Richard Hawkins (born 1961) is an American artist. Born in Mexia, Texas, he lives and works in Los Angeles. His works are held by museums including the Whitney Museum of American Art, the Museum of Modern Art, and the Art Institute of Chicago.

He received a Bachelor of Fine Arts from the University of Texas, Austin in 1984 and a Master of Fine Arts from the California Institute of the Arts (Cal Arts) in 1988. After graduating from Cal Arts, Hawkins worked for a time as a short story writer. Hawkins' art largely consists of sculpture and collage. His works combine "ubiquitous pop-culture images and objects with arcane references and quotes"; frequent themes include "current celebrities, literary lions of yesteryear, haunted houses, Asian sex tourism, Greek and Roman statuary and the American Indian experience". He is gay, and his sexuality also informs his artwork. According to art historian Richard Meyer, Hawkins' "mash-up [of] avant-garde, kitsch and kink", including the use of traditionally feminine consumer items, "challenge[s] us to rethink our hierarchies of value and visual pleasure."

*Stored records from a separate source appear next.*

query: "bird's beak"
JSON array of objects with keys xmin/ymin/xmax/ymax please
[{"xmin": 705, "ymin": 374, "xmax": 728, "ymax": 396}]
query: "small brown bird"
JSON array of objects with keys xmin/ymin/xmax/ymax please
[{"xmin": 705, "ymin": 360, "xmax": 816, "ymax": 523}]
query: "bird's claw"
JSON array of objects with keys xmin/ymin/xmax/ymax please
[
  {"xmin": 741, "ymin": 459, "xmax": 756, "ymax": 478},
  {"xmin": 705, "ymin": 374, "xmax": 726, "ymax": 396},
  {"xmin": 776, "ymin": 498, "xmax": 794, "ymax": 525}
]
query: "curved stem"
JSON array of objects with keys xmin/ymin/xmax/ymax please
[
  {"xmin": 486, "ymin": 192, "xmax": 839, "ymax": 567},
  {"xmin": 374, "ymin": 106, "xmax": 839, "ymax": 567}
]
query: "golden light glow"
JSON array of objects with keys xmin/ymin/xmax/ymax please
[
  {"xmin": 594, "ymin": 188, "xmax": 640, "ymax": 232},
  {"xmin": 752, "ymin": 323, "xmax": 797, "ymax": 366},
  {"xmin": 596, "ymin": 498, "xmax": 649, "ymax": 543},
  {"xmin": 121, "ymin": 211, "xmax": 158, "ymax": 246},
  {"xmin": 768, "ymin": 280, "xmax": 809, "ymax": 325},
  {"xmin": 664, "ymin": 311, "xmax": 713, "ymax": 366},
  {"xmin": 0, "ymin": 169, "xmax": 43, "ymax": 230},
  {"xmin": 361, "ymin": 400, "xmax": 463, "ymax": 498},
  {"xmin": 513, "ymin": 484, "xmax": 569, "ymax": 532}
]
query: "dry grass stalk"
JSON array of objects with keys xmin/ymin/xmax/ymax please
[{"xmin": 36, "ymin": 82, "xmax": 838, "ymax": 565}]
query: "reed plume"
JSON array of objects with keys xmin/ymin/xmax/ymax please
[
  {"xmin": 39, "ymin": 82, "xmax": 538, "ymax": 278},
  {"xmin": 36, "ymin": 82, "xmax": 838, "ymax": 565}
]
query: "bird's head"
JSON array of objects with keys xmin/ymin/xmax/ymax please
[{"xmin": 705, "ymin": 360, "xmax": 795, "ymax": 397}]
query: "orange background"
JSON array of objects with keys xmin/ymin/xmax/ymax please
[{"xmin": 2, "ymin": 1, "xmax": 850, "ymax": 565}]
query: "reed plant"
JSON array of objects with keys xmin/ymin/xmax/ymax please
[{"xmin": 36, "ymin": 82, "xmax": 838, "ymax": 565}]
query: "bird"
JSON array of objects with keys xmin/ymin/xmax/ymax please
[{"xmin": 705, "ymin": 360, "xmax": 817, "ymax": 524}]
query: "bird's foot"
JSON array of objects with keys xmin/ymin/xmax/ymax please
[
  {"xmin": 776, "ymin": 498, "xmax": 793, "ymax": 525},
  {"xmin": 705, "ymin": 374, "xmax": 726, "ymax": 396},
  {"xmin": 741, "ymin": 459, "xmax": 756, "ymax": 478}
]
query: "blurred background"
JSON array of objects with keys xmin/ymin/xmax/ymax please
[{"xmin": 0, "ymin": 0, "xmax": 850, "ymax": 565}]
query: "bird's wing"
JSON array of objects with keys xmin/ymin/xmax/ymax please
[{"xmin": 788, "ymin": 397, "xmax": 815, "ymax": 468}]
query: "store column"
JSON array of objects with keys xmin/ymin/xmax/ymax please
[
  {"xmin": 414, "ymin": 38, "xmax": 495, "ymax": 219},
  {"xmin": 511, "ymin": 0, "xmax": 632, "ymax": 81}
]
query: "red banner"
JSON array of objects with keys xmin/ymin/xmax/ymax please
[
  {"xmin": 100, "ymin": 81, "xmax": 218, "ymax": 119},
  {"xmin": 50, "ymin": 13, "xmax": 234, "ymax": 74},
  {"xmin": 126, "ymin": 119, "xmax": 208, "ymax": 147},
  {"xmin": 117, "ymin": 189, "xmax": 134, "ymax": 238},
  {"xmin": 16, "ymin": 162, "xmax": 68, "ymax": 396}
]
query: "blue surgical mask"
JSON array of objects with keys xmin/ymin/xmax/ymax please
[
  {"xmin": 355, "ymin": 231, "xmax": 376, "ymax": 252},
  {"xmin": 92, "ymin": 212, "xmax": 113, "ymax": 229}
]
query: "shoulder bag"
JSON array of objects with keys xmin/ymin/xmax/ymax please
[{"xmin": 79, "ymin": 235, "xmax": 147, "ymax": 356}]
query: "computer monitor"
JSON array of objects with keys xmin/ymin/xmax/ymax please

Hawkins was instrumental in reviving the work of the late artist Tony Greene, including co-curating (with Catherine Opie) an exhibition of Greene's work that was included in the 2014 Whitney Biennial exhibition in New York.

== Exhibitions ==

- focus: Richard Hawkins: Third Mind, Art Institute of Chicago (2010)
- Third Mind, Hammer Museum, Los Angeles (2011)
- Hijikata Twist, Tate Liverpool (2014)
- Potentialities, Kunsthalle Wien, Vienna (2025/26)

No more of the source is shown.